With retail assets becoming more lucrative thanks to the impending launch of real estate investment trusts (REITs) in India, the ticket sizes of investments into retail real estate (hitherto largely limited to the metros) has picked up pace in Tier II and III cities. In fact, the period between 2015 and Q3 2017 saw an astonishing 54 per cent of investments in retail real estate happen in Tier II and III cities, well exceeding those into the metros.
Of the over US $1.57 billion of investment registered in retail real estate sector between 2015 and Q3 2017, more than half went into non-metro cities. This includes entity-level deals, platform deals and acquisition of stakes in malls. Some of the global private equity funds have been investing in the retail real estate sector to diversify their investment portfolios in India.
These are Tier II and III cities which have investment-grade retail assets with the potential of generating good returns for investors after they are refurbished or upgraded into superior quality malls. Apart from Mumbai, investment largely took place in cities such as Pune, Bengaluru, Amritsar, Indore, Ahmedabad and Chandigarh.
In some cases, investors intend to improve properties through various value-adding initiatives. This can be done by altering the tenant mix, adding hot retail categories and upgrading the food and beverage (F&B) offerings. It is now recognised that improving a mall’s F&B, entertainment and leisure component induces ‘placemaking’, generates more footfalls and increase dwell time – thereby helping retailers to boost their sales.
In cognizance of this, retail space investors are undertaking the necessary upgradation steps after acquiring the right retail assets. Interestingly, such investors are opting for both new mall projects as well as operational ones. The proportion of investment has been quite high in case of latter; however, in the last 12-15 months, private equity funds have been committing to acquiring and developing greenfield retail real estate assets too.
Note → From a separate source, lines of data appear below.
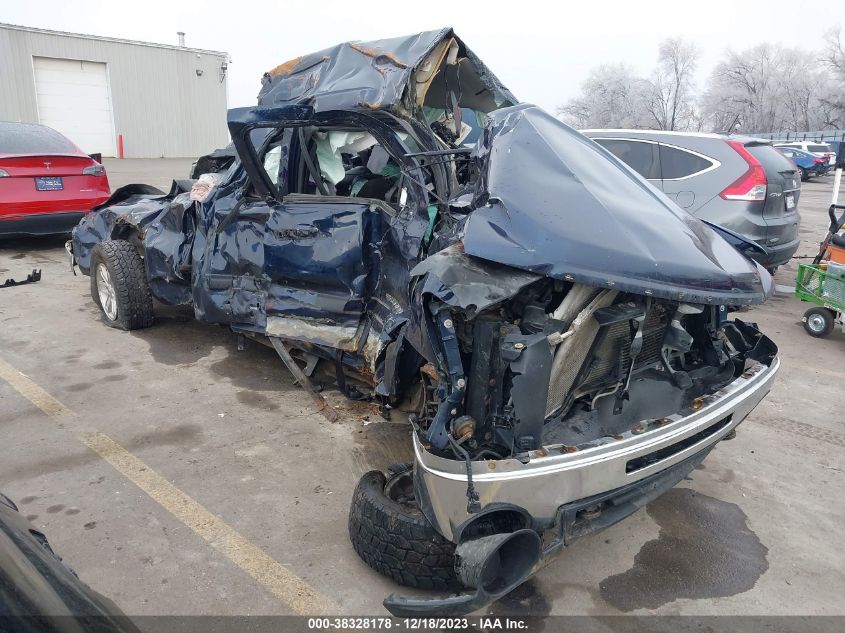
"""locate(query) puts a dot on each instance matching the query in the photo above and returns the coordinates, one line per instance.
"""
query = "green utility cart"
(818, 284)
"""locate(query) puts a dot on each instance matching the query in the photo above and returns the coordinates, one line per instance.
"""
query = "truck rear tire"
(119, 285)
(391, 535)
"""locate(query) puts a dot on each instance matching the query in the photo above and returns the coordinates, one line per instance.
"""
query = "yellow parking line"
(292, 590)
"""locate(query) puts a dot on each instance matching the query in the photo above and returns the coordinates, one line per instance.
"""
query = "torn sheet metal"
(551, 201)
(31, 278)
(473, 284)
(374, 75)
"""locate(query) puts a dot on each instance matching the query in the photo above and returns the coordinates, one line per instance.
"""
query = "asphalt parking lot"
(178, 475)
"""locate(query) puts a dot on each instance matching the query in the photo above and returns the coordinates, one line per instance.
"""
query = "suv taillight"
(751, 185)
(94, 170)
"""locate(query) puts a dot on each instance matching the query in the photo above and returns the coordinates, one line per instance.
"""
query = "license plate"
(49, 183)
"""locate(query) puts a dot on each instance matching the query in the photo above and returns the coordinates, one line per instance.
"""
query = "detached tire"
(818, 322)
(391, 535)
(119, 285)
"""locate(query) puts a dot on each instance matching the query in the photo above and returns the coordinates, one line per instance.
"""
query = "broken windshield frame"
(243, 121)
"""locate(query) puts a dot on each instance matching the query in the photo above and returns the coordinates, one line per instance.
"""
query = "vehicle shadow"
(178, 339)
(48, 249)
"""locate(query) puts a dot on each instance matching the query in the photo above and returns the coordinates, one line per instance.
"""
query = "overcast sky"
(541, 51)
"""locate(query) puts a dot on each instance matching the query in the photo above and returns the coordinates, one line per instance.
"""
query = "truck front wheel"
(119, 285)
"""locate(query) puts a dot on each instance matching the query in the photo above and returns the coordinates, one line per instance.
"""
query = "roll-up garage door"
(73, 97)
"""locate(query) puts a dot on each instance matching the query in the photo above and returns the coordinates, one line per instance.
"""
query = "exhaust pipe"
(492, 565)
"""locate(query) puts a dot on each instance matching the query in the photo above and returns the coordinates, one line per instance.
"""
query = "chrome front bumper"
(557, 474)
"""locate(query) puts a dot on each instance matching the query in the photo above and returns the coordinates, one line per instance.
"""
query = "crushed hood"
(552, 201)
(378, 75)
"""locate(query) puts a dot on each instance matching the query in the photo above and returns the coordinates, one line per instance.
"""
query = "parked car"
(808, 164)
(739, 183)
(559, 329)
(820, 149)
(46, 182)
(39, 593)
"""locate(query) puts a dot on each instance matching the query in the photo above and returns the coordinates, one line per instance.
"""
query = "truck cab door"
(324, 239)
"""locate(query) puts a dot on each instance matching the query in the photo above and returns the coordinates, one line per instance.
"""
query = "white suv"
(822, 150)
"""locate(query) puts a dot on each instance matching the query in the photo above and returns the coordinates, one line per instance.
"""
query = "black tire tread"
(134, 299)
(397, 541)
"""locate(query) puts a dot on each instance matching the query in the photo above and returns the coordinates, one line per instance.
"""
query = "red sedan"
(46, 182)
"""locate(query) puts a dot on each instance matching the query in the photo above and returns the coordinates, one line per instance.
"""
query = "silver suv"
(740, 183)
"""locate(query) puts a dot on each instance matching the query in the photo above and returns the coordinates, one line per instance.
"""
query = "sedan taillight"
(751, 186)
(94, 170)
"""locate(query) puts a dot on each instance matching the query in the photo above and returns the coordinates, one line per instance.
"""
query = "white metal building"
(161, 100)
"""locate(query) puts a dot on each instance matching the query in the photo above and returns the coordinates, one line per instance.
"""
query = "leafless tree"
(669, 97)
(611, 97)
(832, 100)
(770, 88)
(767, 88)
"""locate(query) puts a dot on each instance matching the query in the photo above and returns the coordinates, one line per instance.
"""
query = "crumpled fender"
(161, 225)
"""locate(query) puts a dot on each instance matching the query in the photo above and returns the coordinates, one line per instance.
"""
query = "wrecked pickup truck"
(558, 327)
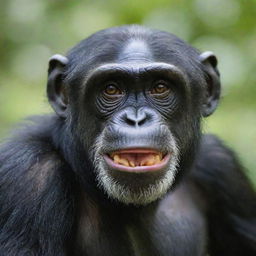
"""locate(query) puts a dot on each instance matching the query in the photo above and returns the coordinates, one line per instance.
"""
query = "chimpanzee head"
(133, 98)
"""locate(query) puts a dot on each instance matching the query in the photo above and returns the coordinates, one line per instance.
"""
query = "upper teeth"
(147, 160)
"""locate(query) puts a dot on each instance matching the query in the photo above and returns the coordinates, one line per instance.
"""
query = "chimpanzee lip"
(158, 159)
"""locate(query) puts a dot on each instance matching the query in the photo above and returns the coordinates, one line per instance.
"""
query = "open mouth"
(137, 160)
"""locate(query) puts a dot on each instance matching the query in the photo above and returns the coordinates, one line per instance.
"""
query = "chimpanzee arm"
(35, 201)
(232, 200)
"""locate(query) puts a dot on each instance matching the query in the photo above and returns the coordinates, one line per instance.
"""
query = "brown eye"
(112, 90)
(160, 88)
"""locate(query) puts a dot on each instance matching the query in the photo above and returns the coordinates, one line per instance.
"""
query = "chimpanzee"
(122, 168)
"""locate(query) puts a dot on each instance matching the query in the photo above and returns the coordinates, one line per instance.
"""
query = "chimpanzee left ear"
(56, 91)
(212, 94)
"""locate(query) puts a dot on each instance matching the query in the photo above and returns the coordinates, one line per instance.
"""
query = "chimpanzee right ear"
(56, 91)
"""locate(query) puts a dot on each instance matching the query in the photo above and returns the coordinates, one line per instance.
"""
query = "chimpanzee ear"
(56, 90)
(212, 94)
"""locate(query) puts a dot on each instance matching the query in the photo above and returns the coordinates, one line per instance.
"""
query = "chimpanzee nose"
(140, 117)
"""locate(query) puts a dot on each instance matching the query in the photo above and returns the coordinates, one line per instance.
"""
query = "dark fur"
(50, 205)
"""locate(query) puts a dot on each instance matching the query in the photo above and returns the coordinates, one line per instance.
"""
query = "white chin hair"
(125, 195)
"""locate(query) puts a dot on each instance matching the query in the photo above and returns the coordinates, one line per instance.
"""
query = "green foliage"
(33, 30)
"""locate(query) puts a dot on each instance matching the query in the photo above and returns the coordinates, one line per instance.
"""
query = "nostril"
(142, 119)
(130, 121)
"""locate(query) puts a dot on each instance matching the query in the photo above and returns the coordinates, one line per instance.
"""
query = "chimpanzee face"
(138, 113)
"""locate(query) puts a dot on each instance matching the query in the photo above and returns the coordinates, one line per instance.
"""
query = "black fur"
(50, 204)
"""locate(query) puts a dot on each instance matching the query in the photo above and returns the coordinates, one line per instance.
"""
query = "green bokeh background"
(33, 30)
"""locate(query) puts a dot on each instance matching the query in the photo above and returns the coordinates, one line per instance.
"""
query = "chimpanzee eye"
(160, 88)
(112, 90)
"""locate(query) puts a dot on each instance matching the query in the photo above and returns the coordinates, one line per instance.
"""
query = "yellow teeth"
(148, 160)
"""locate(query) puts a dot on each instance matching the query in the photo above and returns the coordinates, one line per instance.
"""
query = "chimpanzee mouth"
(137, 160)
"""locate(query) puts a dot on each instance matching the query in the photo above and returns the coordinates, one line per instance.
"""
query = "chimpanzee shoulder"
(230, 199)
(35, 192)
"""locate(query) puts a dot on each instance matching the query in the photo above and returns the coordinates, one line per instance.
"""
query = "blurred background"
(33, 30)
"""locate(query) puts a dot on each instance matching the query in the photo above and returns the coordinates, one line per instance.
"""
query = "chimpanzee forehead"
(135, 50)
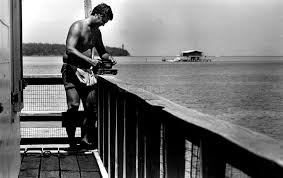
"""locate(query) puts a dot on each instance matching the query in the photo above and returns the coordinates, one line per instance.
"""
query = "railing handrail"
(254, 142)
(266, 149)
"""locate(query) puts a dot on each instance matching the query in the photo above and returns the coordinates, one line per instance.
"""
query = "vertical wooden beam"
(87, 7)
(212, 163)
(100, 120)
(130, 139)
(140, 142)
(105, 127)
(119, 139)
(152, 130)
(175, 149)
(111, 132)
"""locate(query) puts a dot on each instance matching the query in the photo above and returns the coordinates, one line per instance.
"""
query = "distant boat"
(189, 56)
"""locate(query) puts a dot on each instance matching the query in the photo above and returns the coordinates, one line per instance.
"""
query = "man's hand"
(95, 62)
(112, 60)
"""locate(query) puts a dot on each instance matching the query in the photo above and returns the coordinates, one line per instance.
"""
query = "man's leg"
(73, 102)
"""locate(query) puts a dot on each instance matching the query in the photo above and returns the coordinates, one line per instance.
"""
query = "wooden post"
(130, 139)
(87, 5)
(119, 139)
(212, 163)
(175, 149)
(100, 119)
(105, 127)
(140, 151)
(152, 145)
(111, 132)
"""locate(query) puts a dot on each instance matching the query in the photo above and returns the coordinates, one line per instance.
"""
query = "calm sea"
(244, 90)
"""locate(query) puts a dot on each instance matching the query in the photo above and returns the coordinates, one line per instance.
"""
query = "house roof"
(190, 51)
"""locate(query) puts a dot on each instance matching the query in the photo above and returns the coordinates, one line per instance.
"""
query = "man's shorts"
(69, 77)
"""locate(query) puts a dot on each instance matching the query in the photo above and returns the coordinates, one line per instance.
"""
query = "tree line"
(46, 49)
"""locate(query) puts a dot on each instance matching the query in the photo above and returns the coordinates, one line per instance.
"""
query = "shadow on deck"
(57, 163)
(141, 134)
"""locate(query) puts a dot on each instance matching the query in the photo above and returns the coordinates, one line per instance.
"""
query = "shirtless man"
(82, 36)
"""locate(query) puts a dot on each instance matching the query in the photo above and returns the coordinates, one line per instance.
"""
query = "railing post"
(130, 139)
(175, 150)
(111, 131)
(119, 138)
(212, 163)
(152, 129)
(100, 120)
(106, 105)
(140, 170)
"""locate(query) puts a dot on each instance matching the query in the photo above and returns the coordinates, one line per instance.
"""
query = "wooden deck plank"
(87, 163)
(28, 173)
(90, 175)
(30, 161)
(69, 163)
(49, 174)
(70, 174)
(50, 163)
(65, 166)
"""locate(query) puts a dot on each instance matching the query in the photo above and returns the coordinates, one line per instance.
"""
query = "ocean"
(243, 90)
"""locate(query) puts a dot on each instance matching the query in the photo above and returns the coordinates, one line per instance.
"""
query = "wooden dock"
(57, 163)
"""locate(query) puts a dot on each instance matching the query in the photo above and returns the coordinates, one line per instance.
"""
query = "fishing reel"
(106, 67)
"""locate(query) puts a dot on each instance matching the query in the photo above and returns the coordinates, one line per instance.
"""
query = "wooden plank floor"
(58, 164)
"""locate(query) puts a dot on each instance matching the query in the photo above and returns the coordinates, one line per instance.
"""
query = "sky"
(167, 27)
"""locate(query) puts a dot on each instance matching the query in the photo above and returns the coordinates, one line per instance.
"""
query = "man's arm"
(72, 41)
(100, 48)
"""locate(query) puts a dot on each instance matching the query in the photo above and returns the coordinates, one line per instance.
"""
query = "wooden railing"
(145, 135)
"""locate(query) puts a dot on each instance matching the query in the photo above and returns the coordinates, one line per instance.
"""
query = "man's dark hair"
(103, 9)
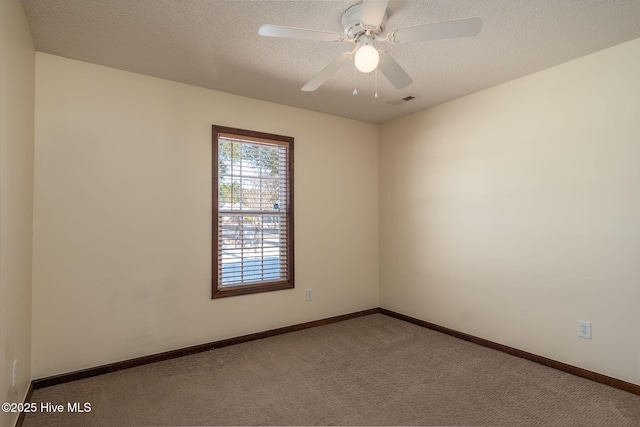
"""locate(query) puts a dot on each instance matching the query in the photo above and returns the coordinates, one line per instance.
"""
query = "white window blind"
(254, 222)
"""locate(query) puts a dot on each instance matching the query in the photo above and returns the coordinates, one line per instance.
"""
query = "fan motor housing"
(352, 23)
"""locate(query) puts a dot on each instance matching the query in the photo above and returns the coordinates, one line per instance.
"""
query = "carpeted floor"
(373, 370)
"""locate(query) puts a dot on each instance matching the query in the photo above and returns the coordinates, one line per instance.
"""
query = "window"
(252, 212)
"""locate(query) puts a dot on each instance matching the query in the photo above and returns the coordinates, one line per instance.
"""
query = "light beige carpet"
(373, 370)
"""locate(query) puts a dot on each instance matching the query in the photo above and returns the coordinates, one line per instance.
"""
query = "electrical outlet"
(584, 329)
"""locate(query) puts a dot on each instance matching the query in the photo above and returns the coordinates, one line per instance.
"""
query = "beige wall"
(514, 212)
(17, 68)
(122, 216)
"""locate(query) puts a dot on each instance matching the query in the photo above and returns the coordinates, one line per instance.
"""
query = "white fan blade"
(393, 72)
(300, 33)
(441, 30)
(373, 12)
(327, 72)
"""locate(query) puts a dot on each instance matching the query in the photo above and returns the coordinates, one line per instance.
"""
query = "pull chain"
(355, 91)
(376, 95)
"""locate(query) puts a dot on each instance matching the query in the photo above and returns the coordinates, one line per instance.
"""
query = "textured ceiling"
(215, 44)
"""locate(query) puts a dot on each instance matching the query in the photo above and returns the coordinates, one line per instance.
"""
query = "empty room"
(264, 212)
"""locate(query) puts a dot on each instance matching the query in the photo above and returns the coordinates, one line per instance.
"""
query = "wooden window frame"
(258, 287)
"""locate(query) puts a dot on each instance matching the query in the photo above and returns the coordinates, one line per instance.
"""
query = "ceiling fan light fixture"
(367, 58)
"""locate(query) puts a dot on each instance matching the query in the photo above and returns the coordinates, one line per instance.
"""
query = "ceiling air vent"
(402, 101)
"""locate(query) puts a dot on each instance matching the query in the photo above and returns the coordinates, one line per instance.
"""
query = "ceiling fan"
(364, 24)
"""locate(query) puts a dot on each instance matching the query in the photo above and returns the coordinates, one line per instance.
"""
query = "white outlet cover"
(584, 329)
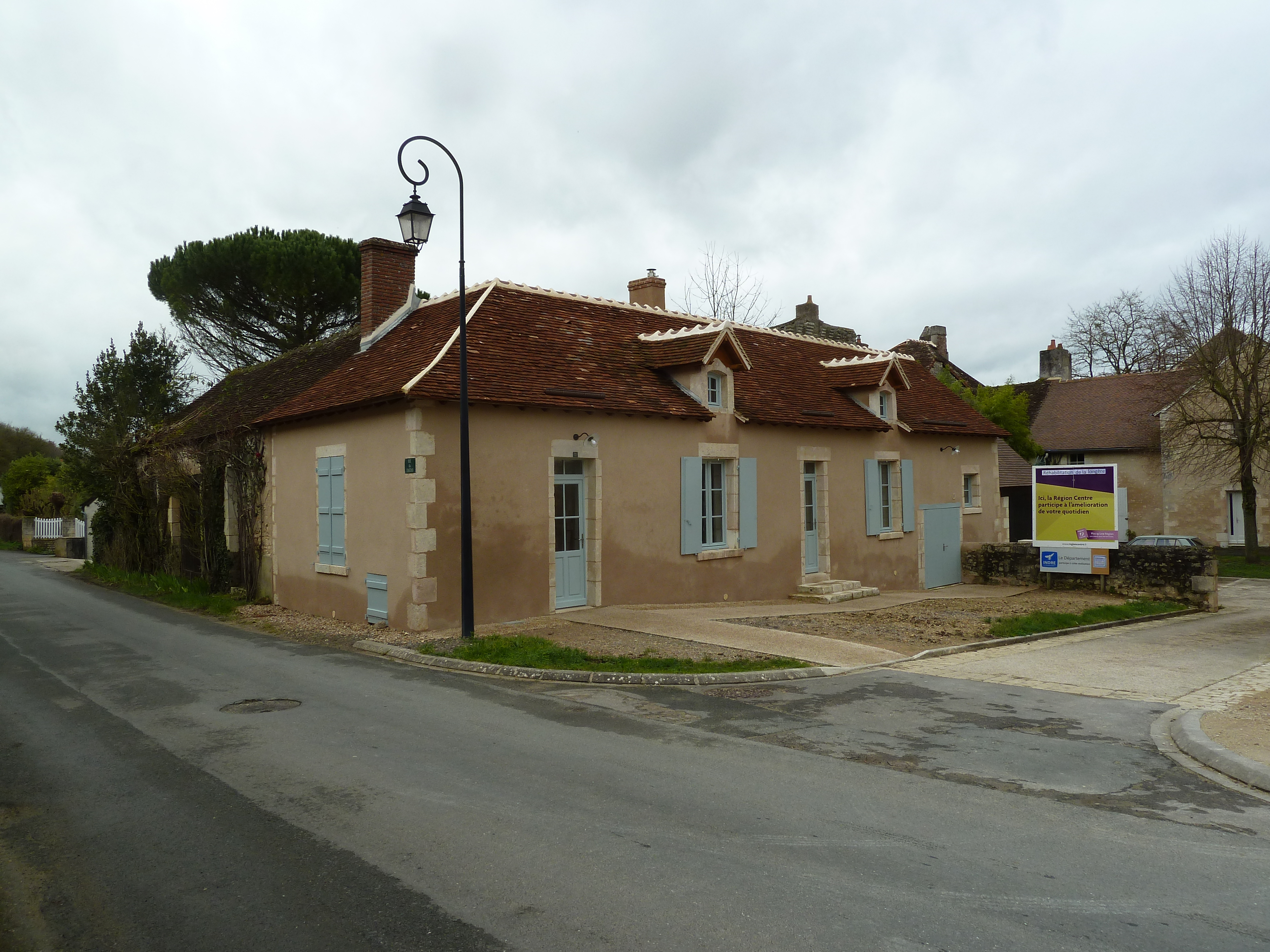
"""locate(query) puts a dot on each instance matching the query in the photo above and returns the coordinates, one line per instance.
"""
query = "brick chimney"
(388, 274)
(938, 336)
(648, 291)
(1056, 362)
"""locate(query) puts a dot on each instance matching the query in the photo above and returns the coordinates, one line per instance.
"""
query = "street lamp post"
(416, 223)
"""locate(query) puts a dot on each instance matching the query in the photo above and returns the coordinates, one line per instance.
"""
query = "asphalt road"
(407, 809)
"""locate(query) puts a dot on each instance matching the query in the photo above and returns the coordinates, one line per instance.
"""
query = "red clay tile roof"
(855, 373)
(534, 348)
(248, 393)
(1013, 469)
(1106, 413)
(1036, 392)
(694, 345)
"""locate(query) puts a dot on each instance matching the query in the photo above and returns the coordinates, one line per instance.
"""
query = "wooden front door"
(571, 524)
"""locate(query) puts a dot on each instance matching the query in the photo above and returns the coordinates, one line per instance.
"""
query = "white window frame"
(711, 516)
(886, 493)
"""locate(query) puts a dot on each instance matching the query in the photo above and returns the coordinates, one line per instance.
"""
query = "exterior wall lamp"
(416, 221)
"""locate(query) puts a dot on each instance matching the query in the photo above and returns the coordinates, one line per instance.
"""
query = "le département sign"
(1075, 508)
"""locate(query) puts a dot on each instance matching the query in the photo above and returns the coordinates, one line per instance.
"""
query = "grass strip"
(192, 595)
(535, 652)
(1037, 623)
(1236, 568)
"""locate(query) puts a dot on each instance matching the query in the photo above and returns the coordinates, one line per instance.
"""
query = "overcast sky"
(982, 166)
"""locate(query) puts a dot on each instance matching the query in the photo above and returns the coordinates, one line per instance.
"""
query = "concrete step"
(835, 597)
(827, 588)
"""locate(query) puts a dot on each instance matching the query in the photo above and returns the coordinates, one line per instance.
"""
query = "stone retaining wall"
(1186, 574)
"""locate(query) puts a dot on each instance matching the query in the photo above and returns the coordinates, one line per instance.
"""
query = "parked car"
(1166, 541)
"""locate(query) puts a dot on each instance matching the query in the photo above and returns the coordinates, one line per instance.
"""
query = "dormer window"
(714, 390)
In the future, investors will aim at remaining flexible enough to focus on options such as land, operating assets, and new mall projects that have the potential to be market leaders with the potential to draw significantly higher footfalls. Typically, the valuation of shopping malls by institutional investors will involve due diligence in terms of these criteria:
– Location of the project
– Rental Income prospects
– Developer’s rating and background
– Lease revenue model
– Overall tenant mix
– Competition in the long run
– Lease churning opportunity
– Malls with the potential for upgradation through re-leasing or other practical approaches
– Associated risks and market conditions
Investment by PE funds in retail real estate assets will also bring a structured approach to leasing, leading to a more regular performance evaluation of brands within malls. Importantly, investing is as much about exits as it is about returns. As retail assets can become a part of the REIT portfolio, options for exits open up, which enhances the liquidity of such retail assets.